18 de fevereiro de 2016

A noite passada num desassossego

A noite passada num desassossego inquieto, como se fosse um livro, a tua respiração serena repousando no meu ombro, duas verdes colinas de áfrica adormecidas no teu peito, um oceano inteiro nascendo-te nos pés, uma margarida singela a adornar-te a certeza dos passos. Depois, o sobressalto da madrugada, quando a chuva intensa se precipita sob a luz dos candeeiros e a explosão fulminante dos trovões e o ar assustado dos teus olhos se aconchega à protecção morna do meu corpo. E aí fica, sentindo a segurança que não deixa os presos evadirem-se das cadeias nem os barcos soltarem-se das amarras. Lentamente, o dia amanhece nos teus dedos e a alvorada chega sob o som magoado de um trompete, como se Louis Armstrong tivesse voltado só para nós.

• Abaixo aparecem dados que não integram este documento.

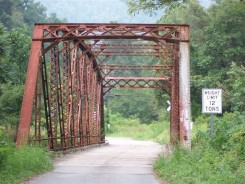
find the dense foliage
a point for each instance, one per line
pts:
(217, 61)
(16, 21)
(217, 158)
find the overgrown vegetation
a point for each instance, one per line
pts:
(16, 22)
(217, 61)
(128, 127)
(217, 158)
(18, 165)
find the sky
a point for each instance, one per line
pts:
(100, 11)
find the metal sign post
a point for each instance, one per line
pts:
(212, 104)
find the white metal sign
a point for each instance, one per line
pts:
(212, 101)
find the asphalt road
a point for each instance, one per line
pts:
(123, 161)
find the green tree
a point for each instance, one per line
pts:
(150, 6)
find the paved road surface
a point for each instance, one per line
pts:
(123, 161)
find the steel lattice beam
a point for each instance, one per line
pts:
(68, 75)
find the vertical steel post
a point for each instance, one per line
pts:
(30, 86)
(184, 88)
(174, 120)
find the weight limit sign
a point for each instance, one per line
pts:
(212, 101)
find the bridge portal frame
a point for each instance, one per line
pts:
(170, 40)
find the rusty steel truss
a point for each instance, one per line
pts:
(68, 75)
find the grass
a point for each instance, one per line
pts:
(20, 164)
(123, 127)
(217, 159)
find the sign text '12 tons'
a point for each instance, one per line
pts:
(212, 101)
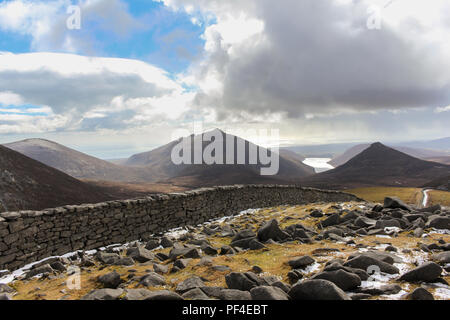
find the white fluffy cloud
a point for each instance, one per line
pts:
(46, 22)
(86, 93)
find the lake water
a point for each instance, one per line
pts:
(319, 164)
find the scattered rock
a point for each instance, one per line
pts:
(110, 280)
(103, 294)
(439, 222)
(44, 269)
(420, 294)
(166, 242)
(242, 281)
(365, 261)
(140, 254)
(442, 258)
(189, 284)
(302, 262)
(5, 296)
(428, 272)
(271, 230)
(343, 279)
(233, 294)
(163, 295)
(268, 293)
(152, 279)
(152, 244)
(317, 289)
(195, 294)
(395, 203)
(161, 269)
(255, 245)
(107, 258)
(331, 220)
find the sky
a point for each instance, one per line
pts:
(132, 74)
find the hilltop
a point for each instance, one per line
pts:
(379, 165)
(26, 184)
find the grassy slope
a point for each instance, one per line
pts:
(272, 261)
(409, 195)
(377, 194)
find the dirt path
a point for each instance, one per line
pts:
(426, 197)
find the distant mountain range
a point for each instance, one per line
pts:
(159, 162)
(424, 154)
(75, 163)
(379, 165)
(157, 166)
(49, 179)
(334, 150)
(26, 184)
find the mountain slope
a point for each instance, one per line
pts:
(413, 152)
(160, 164)
(26, 184)
(75, 163)
(379, 165)
(442, 183)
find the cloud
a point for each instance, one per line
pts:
(46, 23)
(443, 109)
(311, 57)
(89, 93)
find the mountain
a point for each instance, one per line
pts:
(442, 144)
(444, 160)
(424, 154)
(26, 184)
(75, 163)
(442, 183)
(292, 156)
(379, 165)
(160, 164)
(321, 150)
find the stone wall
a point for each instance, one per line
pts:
(29, 236)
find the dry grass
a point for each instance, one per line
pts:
(377, 194)
(439, 197)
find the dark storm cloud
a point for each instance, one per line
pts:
(318, 57)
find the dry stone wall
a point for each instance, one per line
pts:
(29, 236)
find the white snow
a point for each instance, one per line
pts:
(425, 198)
(319, 164)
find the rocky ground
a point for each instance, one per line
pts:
(337, 251)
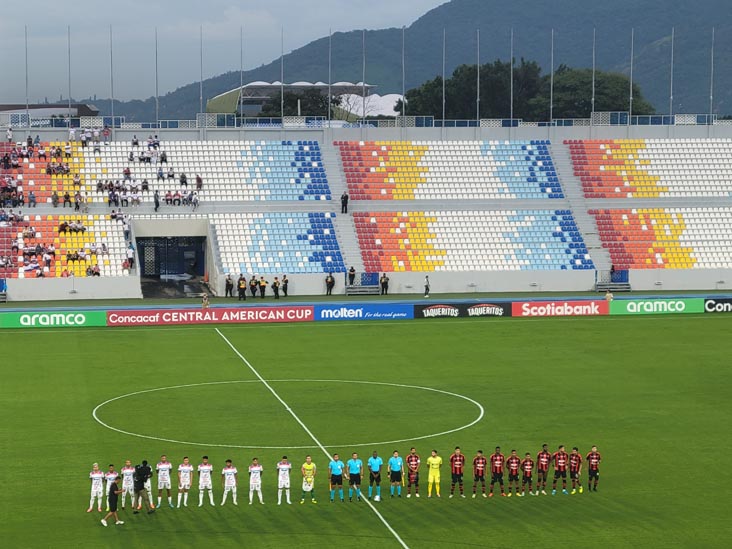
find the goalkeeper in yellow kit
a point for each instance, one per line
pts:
(308, 479)
(434, 462)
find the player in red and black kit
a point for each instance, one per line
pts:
(575, 468)
(543, 460)
(527, 466)
(561, 461)
(457, 464)
(514, 466)
(413, 463)
(479, 466)
(593, 468)
(497, 460)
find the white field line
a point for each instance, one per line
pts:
(308, 431)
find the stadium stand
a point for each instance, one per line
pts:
(653, 168)
(32, 174)
(471, 241)
(445, 170)
(101, 244)
(277, 243)
(667, 238)
(230, 170)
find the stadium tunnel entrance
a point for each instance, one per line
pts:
(172, 256)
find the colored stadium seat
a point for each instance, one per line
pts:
(471, 241)
(444, 170)
(277, 243)
(231, 170)
(671, 238)
(653, 168)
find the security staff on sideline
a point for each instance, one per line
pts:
(262, 286)
(329, 284)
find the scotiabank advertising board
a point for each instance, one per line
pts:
(242, 315)
(595, 307)
(462, 310)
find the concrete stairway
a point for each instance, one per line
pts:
(572, 187)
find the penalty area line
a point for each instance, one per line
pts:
(306, 429)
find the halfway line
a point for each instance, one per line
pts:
(308, 431)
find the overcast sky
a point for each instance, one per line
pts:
(178, 23)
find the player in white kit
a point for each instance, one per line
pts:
(163, 468)
(109, 477)
(283, 479)
(204, 481)
(97, 481)
(128, 483)
(230, 481)
(255, 481)
(185, 478)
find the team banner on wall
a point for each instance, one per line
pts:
(362, 311)
(657, 306)
(243, 315)
(593, 307)
(462, 310)
(53, 319)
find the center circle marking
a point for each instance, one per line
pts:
(95, 413)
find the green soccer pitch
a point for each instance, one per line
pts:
(653, 393)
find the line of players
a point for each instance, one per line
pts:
(398, 471)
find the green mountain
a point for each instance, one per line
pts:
(532, 21)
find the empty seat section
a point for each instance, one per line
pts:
(443, 170)
(277, 243)
(667, 238)
(653, 168)
(230, 170)
(471, 241)
(21, 241)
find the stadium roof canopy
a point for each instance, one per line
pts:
(258, 93)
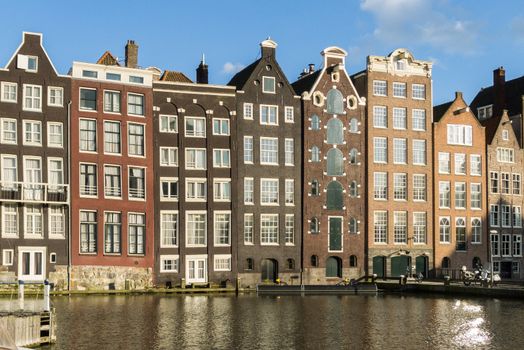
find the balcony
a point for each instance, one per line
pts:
(31, 192)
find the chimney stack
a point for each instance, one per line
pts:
(202, 72)
(131, 54)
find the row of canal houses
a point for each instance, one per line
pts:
(118, 176)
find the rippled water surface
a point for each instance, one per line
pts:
(290, 322)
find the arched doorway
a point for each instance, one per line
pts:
(269, 268)
(379, 266)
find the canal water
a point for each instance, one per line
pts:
(287, 322)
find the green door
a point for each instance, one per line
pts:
(335, 234)
(378, 265)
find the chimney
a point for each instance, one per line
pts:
(202, 72)
(499, 82)
(131, 54)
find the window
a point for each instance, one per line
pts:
(196, 190)
(248, 229)
(222, 190)
(289, 152)
(335, 162)
(269, 191)
(380, 222)
(419, 228)
(222, 262)
(195, 127)
(380, 88)
(221, 158)
(112, 232)
(380, 185)
(399, 89)
(135, 104)
(444, 194)
(32, 133)
(249, 190)
(8, 128)
(88, 231)
(55, 96)
(32, 98)
(196, 158)
(400, 151)
(460, 164)
(460, 195)
(399, 118)
(268, 229)
(169, 123)
(400, 227)
(419, 152)
(516, 184)
(168, 189)
(475, 196)
(88, 99)
(112, 101)
(113, 183)
(505, 155)
(222, 228)
(494, 218)
(248, 111)
(137, 183)
(418, 91)
(9, 92)
(380, 145)
(168, 156)
(136, 232)
(459, 135)
(419, 187)
(268, 85)
(55, 134)
(196, 229)
(220, 126)
(290, 229)
(400, 186)
(419, 119)
(9, 220)
(380, 117)
(248, 149)
(169, 263)
(445, 230)
(88, 180)
(476, 230)
(168, 229)
(290, 192)
(289, 114)
(268, 115)
(112, 137)
(269, 151)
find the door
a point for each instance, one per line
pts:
(335, 234)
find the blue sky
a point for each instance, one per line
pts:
(466, 39)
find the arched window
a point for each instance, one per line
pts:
(335, 196)
(353, 156)
(335, 162)
(315, 122)
(315, 190)
(335, 132)
(353, 125)
(314, 226)
(335, 102)
(315, 154)
(353, 261)
(353, 225)
(353, 189)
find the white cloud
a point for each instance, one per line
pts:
(229, 67)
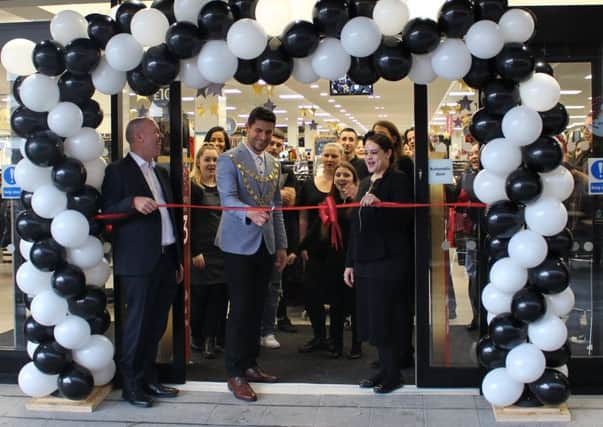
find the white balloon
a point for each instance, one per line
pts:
(489, 187)
(421, 71)
(540, 92)
(149, 26)
(508, 276)
(558, 183)
(360, 37)
(546, 216)
(521, 125)
(525, 363)
(516, 25)
(48, 201)
(30, 176)
(86, 145)
(500, 389)
(65, 119)
(35, 383)
(496, 301)
(303, 71)
(527, 248)
(96, 354)
(70, 228)
(500, 157)
(451, 60)
(49, 309)
(548, 333)
(87, 255)
(31, 280)
(16, 57)
(67, 26)
(108, 80)
(39, 92)
(123, 52)
(104, 375)
(391, 16)
(560, 304)
(216, 62)
(329, 60)
(72, 333)
(246, 39)
(484, 39)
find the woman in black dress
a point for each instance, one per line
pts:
(377, 261)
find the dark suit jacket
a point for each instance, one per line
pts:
(136, 239)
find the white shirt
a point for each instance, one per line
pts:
(147, 169)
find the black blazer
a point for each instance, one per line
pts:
(136, 240)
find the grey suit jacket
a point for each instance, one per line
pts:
(238, 186)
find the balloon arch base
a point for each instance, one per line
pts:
(61, 404)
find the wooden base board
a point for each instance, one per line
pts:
(58, 404)
(541, 414)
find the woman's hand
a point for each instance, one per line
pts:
(348, 276)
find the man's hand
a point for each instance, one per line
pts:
(281, 259)
(144, 205)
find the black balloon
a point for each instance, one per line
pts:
(37, 333)
(528, 305)
(69, 281)
(455, 18)
(515, 62)
(86, 201)
(523, 185)
(421, 35)
(274, 65)
(93, 114)
(504, 219)
(159, 65)
(489, 355)
(101, 28)
(544, 155)
(555, 120)
(47, 255)
(481, 72)
(247, 71)
(76, 88)
(31, 227)
(125, 12)
(485, 126)
(139, 83)
(507, 332)
(69, 175)
(184, 39)
(392, 59)
(90, 304)
(329, 16)
(25, 122)
(76, 382)
(552, 388)
(300, 39)
(81, 56)
(550, 277)
(216, 18)
(51, 358)
(49, 58)
(499, 96)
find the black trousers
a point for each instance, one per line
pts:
(247, 277)
(148, 300)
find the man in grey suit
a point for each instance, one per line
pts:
(253, 241)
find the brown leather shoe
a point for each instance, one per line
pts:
(259, 376)
(241, 389)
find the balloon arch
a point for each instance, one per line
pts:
(206, 42)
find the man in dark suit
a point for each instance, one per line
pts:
(146, 257)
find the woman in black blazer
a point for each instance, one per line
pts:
(377, 262)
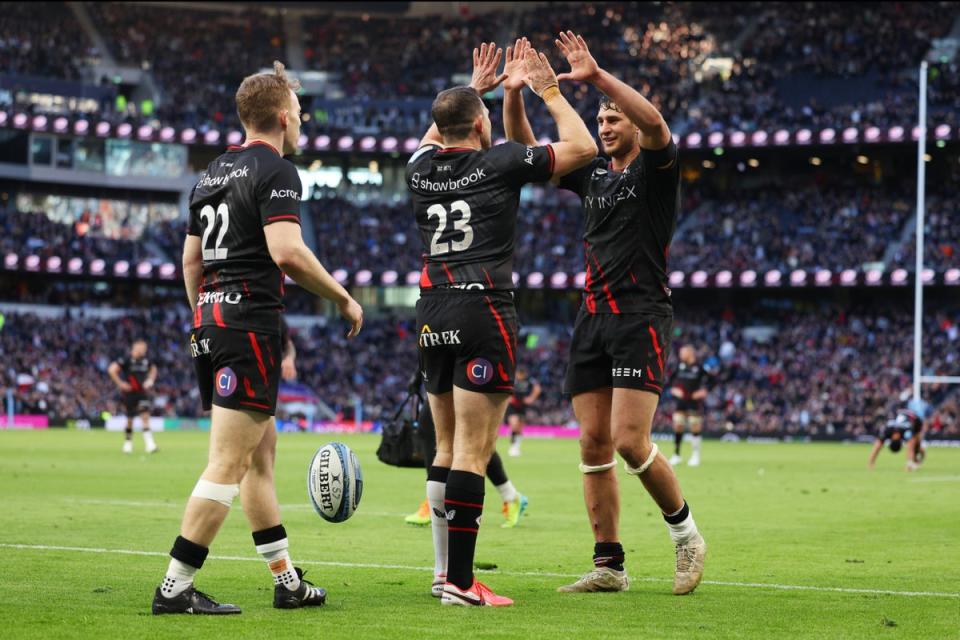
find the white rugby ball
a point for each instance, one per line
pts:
(334, 482)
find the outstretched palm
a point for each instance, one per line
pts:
(582, 65)
(513, 66)
(486, 59)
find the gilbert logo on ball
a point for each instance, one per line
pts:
(334, 482)
(479, 371)
(226, 381)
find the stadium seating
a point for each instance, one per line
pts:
(734, 67)
(818, 370)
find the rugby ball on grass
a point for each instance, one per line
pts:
(334, 482)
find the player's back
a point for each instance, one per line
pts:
(689, 376)
(466, 202)
(134, 371)
(242, 191)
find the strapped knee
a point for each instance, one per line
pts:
(600, 468)
(646, 463)
(222, 493)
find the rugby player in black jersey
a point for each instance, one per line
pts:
(465, 195)
(134, 375)
(622, 334)
(906, 427)
(243, 236)
(526, 390)
(689, 387)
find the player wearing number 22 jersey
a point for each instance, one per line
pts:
(236, 342)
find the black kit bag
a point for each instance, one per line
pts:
(399, 446)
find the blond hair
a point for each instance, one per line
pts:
(262, 96)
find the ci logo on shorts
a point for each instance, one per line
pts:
(480, 371)
(226, 381)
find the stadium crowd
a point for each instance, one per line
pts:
(812, 224)
(34, 232)
(789, 368)
(734, 66)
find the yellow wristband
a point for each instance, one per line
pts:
(550, 92)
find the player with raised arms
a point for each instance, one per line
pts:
(243, 236)
(622, 334)
(466, 193)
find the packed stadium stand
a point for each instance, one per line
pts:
(827, 357)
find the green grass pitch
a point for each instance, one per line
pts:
(804, 542)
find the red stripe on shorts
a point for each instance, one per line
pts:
(503, 329)
(256, 352)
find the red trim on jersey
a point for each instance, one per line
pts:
(425, 282)
(259, 356)
(503, 329)
(286, 216)
(591, 300)
(197, 313)
(656, 347)
(265, 144)
(487, 275)
(606, 287)
(218, 316)
(463, 504)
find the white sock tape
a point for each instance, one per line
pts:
(222, 493)
(646, 463)
(600, 468)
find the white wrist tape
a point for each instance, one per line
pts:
(600, 468)
(646, 463)
(222, 493)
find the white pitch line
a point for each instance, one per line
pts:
(536, 574)
(157, 504)
(936, 479)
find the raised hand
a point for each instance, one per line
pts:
(352, 313)
(582, 65)
(486, 59)
(513, 66)
(539, 75)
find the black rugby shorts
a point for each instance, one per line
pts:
(627, 350)
(237, 369)
(467, 339)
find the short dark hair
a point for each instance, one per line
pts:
(607, 103)
(262, 96)
(454, 111)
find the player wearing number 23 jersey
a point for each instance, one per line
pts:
(236, 340)
(466, 204)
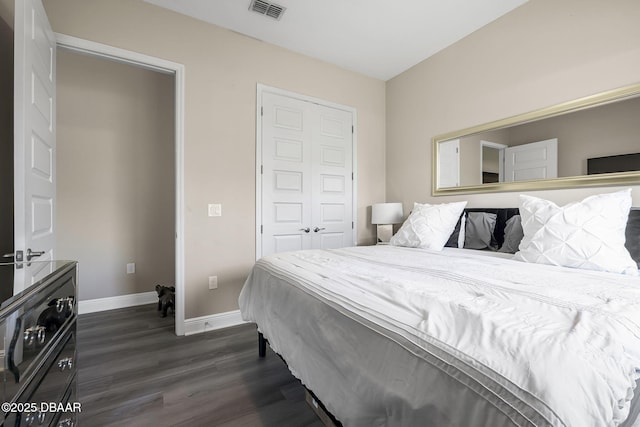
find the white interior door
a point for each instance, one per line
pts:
(286, 174)
(34, 138)
(449, 163)
(537, 160)
(332, 178)
(307, 175)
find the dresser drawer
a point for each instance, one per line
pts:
(30, 331)
(53, 382)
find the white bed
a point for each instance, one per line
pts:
(392, 336)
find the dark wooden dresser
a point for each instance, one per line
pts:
(38, 329)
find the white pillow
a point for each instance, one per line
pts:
(429, 226)
(589, 234)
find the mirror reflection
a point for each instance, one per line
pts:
(600, 139)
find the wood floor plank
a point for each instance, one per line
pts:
(133, 370)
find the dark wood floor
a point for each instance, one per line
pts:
(134, 371)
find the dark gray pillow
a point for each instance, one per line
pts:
(478, 233)
(632, 235)
(513, 234)
(455, 236)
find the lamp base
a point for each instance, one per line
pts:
(385, 231)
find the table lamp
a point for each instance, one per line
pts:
(384, 215)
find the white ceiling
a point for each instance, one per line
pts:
(378, 38)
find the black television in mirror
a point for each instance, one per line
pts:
(618, 163)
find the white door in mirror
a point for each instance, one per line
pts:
(537, 160)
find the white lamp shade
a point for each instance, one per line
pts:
(386, 213)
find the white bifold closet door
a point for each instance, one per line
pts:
(307, 175)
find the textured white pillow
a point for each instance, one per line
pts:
(589, 234)
(429, 226)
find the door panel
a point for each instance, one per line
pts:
(333, 179)
(307, 182)
(449, 166)
(536, 160)
(34, 134)
(286, 175)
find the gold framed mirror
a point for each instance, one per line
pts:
(592, 141)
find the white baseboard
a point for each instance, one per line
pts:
(212, 322)
(121, 301)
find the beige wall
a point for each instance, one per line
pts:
(542, 53)
(115, 171)
(6, 137)
(603, 131)
(222, 69)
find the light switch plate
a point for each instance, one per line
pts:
(215, 209)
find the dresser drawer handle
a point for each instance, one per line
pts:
(66, 363)
(33, 334)
(67, 422)
(64, 303)
(29, 418)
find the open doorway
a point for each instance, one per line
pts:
(176, 73)
(115, 176)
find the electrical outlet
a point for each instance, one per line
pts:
(213, 282)
(214, 209)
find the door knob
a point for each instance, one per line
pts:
(33, 254)
(17, 256)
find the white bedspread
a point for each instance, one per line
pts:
(396, 336)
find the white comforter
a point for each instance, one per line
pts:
(397, 336)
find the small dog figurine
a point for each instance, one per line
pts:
(57, 312)
(166, 299)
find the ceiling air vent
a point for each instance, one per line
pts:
(266, 8)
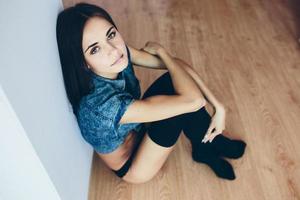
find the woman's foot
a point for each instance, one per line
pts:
(226, 147)
(203, 153)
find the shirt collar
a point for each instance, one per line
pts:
(119, 82)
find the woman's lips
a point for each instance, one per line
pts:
(117, 61)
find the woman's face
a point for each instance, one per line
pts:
(103, 48)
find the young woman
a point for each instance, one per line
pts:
(133, 135)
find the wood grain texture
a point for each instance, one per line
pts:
(247, 53)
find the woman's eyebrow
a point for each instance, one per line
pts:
(97, 42)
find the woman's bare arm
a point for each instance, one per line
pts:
(147, 60)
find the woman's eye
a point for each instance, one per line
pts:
(93, 50)
(112, 33)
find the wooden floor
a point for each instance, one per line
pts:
(247, 53)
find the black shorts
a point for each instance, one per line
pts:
(124, 169)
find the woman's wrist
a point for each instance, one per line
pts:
(161, 51)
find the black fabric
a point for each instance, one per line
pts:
(166, 132)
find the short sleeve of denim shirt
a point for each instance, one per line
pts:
(99, 121)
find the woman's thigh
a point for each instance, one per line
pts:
(147, 161)
(150, 157)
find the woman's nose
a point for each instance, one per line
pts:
(112, 50)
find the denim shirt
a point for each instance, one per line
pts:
(101, 110)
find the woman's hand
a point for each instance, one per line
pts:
(217, 124)
(153, 48)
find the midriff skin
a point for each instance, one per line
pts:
(124, 151)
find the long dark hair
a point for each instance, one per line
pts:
(69, 31)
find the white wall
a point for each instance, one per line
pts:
(22, 174)
(30, 75)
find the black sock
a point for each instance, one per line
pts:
(202, 153)
(226, 147)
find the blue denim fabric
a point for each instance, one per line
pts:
(101, 110)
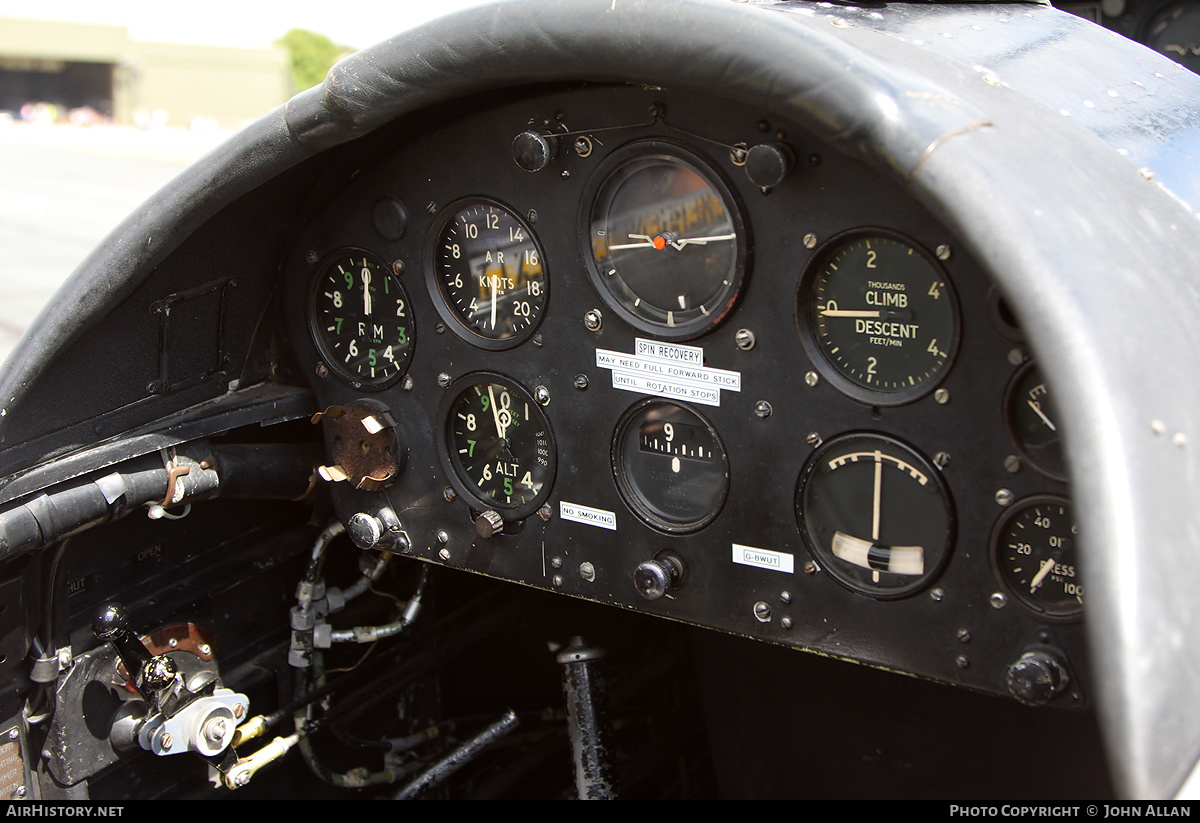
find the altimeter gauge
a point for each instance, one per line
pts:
(881, 316)
(360, 319)
(875, 515)
(498, 445)
(487, 266)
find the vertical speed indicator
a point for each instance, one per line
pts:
(880, 314)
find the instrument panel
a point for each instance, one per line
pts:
(676, 355)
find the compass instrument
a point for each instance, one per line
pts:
(670, 466)
(665, 241)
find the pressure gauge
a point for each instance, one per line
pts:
(880, 316)
(486, 265)
(360, 319)
(498, 446)
(875, 515)
(1033, 553)
(665, 240)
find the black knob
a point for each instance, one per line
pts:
(1036, 678)
(532, 151)
(768, 163)
(653, 578)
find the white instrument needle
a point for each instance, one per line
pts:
(1047, 568)
(1037, 408)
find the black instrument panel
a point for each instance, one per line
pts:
(667, 311)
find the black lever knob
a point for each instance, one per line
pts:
(150, 673)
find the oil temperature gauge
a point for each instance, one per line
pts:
(875, 515)
(1033, 556)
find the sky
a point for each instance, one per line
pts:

Depois é a luz tímida de um sol de inverno, frio e dócil, que me traz a voz com que me despertas, macia como veludo, chegando-me num sussurro como se tivesse já percorrido a longa distância a que ficam as galáxias. Acompanha-te um riso matinal fresco e solto, igual ao chilreio dos pássaros que esvoaçam irrequietos na manhã, ao sabor da brisa que agita os canaviais à beira dos ribeiros e os dias de março que já sabem ao vermelho das papoilas. Ao mesmo tempo que os caracóis desfeitos dos teus cabelos soltos me caiem sobre o rosto e a tua boca túmida me deposita a ternura espontânea de um beijo sobre os lábios ansiosos.